Immediately after news of French New Wave icon Jean-Luc Godard’s death broke on Tuesday (Sept. 13), tributes have started pouring in from world leaders, fellow filmmakers, artists and cinephiles around the world.
French president Emmanuel Macron was among the first to paid tribute to Godard on Twitter, describing Godard as “the most iconoclastic of New Wave filmmakers, had invented a resolutely modern, intensely free art. We are losing a national treasure, a look of genius.”
Godard, who was internationally revered and whose work paved the way for many filmmakers, was also celebrated by Edgar Wright, the writer-director of “Last Night in Soho,” who wrote on social media that Godard was “one of the most influential, iconoclastic film-makers of them all.”
“It was ironic that he himself revered the Hollywood studio film-making system, as perhaps no other director inspired as many people to just pick up a camera and start shooting,” said Wright.
The British Film Institute called Godard a “giant of cinema who ripped up the rule book.” “From Breathless onwards, he tested the limits of the medium,” read the BFI’s statement.

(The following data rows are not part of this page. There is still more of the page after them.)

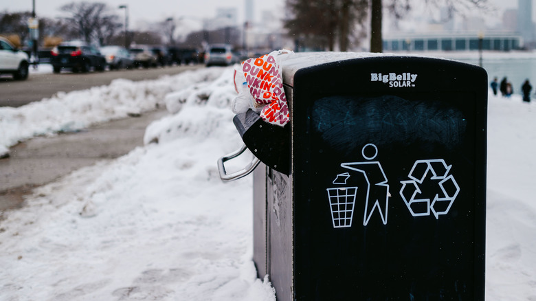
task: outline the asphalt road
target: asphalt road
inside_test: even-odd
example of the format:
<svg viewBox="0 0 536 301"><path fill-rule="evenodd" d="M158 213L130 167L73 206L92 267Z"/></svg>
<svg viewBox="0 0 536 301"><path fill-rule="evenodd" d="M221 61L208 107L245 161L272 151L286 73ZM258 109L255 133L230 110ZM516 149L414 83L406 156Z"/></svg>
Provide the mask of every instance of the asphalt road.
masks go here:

The Cannes Film Festival released a retrospective of his career highlights on Twitter. “Since his first appearance at the Festival in ‘Cleo de 5 à 7’ in 1962, 21 films by Jean-Luc Godard have been screened in Cannes,” the festival wrote on social media.
Godard presented his last film “The Image Book,” a kaleidoscopic bulletin spanning 200 years of history, in competition at the Cannes Film Festival in 2018 and was celebrated with the Special Palme d’Or. Godard was also planning to adapt “The Image Book” into an exhibit in Paris, Madrid, New York and Singapore before the pandemic hit. In 2014, he won the Jury prize at the Cannes Film Festival (shared with Xavier Dolan’s “Mommy”) with “Farewell to Language” in which he experimented with 3D and delivered a meditation on the state of the world.
The French Cinematheque, meanwhile, announced Godard’s death with one of his spirited quotes — “Cinema is not immune to time. It is immune to time.”
“We are saddened to hear that highly acclaimed and influential film director, screenwriter and film critic, Jean-Luc Godard, has died at the age of 91,” the BAFTA tweeted.
The news was first reported in Liberation on Tuesday morning (Sept. 13) and later confirmed by Godard’s family in a statement which read: “There will not be any official ceremony. Jean-Luc Godard died peacefully in his home surrounded with his close ones. He will be incinerated.”
The Franco-Swiss filmmaker received major European film awards including the Golden Berlin Bear for hypnotic sci-fi movie “Alphaville” (1965) and the Venice Golden Lion for the frankly erotic “First Name: Carmen” (1983). Although he never received an Academy Award nomination, he won an Honorary Oscar in 2010.